VARG2™: That’s true. That’s what we’ve done this whole time.
ECCO2K: What’s so cool to me is that from a 10-15 year perspective I can see how both of your visual languages have refined over time, through all of your scribbling and experimenting, and now seeing these new paintings at your first big gallery opening, even though they look messy and fucked up, I know that none of it is accidental because I’ve seen you draw these things a thousand times, and that’s cool because even though it looks like shit, it’s actually not. [Laughs]
VARG2™: [Laughs] Big facts. So many people call our art—and especially my graffiti—”anti-style.” That’s just fucking stupid. To understand how to do something childishly or naively you have to understand beauty.
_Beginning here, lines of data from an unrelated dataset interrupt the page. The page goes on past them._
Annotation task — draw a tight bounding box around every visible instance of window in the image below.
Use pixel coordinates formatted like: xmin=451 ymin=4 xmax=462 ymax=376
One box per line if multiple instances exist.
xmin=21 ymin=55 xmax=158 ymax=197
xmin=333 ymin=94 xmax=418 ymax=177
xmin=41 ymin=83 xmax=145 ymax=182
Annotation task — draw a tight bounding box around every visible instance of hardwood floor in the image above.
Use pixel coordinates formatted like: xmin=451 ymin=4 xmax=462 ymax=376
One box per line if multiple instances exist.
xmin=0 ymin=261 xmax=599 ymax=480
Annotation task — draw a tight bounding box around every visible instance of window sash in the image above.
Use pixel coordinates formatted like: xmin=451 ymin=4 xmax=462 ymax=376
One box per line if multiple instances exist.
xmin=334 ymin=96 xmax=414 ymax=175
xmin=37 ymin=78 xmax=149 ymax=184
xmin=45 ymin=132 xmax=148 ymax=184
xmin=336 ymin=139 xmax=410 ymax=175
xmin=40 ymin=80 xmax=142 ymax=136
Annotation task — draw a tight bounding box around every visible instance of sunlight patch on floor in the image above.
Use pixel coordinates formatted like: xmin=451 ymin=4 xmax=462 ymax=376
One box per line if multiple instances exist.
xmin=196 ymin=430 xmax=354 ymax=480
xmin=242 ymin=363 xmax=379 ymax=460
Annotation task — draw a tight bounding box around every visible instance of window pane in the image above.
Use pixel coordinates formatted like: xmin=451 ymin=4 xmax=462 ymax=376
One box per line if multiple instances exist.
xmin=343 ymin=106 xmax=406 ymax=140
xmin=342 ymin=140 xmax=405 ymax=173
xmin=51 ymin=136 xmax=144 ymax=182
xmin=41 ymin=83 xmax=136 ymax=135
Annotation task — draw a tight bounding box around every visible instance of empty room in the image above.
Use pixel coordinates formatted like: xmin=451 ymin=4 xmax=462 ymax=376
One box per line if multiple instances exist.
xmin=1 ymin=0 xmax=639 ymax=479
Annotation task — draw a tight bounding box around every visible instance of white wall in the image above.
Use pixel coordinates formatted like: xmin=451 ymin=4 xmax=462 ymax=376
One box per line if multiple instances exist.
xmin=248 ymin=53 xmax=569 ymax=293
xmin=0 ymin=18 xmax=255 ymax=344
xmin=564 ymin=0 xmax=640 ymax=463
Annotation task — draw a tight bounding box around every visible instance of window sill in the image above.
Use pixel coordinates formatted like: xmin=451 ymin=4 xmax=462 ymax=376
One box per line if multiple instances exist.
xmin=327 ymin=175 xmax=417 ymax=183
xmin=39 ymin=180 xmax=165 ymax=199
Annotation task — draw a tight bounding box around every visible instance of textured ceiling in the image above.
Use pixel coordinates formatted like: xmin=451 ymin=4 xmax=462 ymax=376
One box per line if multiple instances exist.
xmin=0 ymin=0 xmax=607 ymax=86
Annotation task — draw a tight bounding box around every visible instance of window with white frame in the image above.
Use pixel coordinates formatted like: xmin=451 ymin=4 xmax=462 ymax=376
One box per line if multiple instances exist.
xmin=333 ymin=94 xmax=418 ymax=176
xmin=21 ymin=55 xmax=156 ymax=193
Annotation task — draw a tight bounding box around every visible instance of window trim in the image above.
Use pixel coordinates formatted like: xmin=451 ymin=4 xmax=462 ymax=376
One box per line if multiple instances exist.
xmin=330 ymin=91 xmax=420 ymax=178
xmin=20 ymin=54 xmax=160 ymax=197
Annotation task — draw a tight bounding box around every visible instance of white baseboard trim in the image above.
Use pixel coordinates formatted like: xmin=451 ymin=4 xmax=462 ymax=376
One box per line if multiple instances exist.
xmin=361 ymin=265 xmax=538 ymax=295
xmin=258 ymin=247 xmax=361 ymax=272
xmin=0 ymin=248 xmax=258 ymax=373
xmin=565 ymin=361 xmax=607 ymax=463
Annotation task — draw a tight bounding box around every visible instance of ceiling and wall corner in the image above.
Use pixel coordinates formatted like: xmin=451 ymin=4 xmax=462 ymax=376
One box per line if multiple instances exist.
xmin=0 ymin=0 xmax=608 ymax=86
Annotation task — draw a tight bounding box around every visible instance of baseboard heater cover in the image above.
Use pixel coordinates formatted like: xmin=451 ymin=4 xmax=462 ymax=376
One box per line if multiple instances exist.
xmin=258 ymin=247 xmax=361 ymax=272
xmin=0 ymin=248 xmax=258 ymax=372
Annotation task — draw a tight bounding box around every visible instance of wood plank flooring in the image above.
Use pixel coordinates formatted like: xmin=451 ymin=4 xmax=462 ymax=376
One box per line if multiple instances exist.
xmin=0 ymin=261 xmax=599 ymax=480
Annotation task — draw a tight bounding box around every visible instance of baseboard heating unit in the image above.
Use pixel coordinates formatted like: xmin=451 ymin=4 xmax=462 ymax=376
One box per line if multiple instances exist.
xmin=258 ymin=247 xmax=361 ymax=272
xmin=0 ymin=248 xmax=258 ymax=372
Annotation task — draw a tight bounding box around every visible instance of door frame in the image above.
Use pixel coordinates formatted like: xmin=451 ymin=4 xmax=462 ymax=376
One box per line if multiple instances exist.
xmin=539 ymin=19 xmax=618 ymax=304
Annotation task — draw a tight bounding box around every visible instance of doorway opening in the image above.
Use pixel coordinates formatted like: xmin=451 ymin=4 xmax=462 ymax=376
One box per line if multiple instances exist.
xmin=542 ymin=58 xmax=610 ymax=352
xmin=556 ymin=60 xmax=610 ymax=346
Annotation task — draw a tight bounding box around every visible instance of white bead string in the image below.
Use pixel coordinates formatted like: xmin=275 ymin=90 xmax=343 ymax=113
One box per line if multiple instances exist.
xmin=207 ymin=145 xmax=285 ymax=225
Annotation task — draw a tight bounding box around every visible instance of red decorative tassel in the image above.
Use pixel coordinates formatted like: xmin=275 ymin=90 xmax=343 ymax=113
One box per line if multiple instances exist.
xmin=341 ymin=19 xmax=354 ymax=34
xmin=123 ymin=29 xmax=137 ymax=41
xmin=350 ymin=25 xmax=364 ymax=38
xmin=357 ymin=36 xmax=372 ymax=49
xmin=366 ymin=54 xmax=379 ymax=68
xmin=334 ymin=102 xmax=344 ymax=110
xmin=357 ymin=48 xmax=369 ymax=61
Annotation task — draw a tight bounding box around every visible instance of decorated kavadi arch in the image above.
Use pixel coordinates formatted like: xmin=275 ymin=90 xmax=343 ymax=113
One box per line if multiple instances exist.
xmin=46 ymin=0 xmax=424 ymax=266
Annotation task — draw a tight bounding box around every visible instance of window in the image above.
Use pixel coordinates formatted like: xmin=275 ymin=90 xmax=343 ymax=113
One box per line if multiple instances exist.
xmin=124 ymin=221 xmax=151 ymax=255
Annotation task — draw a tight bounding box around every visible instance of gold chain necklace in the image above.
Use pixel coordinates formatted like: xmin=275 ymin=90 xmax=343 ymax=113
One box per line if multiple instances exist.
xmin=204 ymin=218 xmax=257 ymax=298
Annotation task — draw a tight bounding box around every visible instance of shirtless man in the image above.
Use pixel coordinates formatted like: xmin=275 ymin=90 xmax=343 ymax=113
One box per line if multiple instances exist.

I’m really happy with our paintings. Yesterday at the opening I felt very proud. To come from breaking into basements type shit to exhibiting paintings in gold frames, it’s almost like seeing a child grow up. All of those smells, all of those sounds, all of those terrible and great days are manifested into these canvases and it’s so beautiful.
ECCO2K: They’re drawing from all of this shit from that time we’ve just been talking about, but made with a perspective that has also lived and experienced something else.
VARG2™: Isn’t that what art is about? I decided I couldn’t call myself an artist because I’m not educated, I stopped going to school when I was 12. And Georgia said that an artist is a person who goes where other people don’t dare go, comes back, and shares that experience. You just have to continue being fucked for life. You have to take that path and just go into that fucking fog.
BLADEE: It is very personal in that way. It’s not like we set out to make something super personal, but when you go deep, it inevitably is.
VARG2™: There’s no formal process either, just a dialog between us, without words.
BLADEE: The studio experience is like the urban exploration experience.
VARG2™: You just go into the dark, kicking in the door.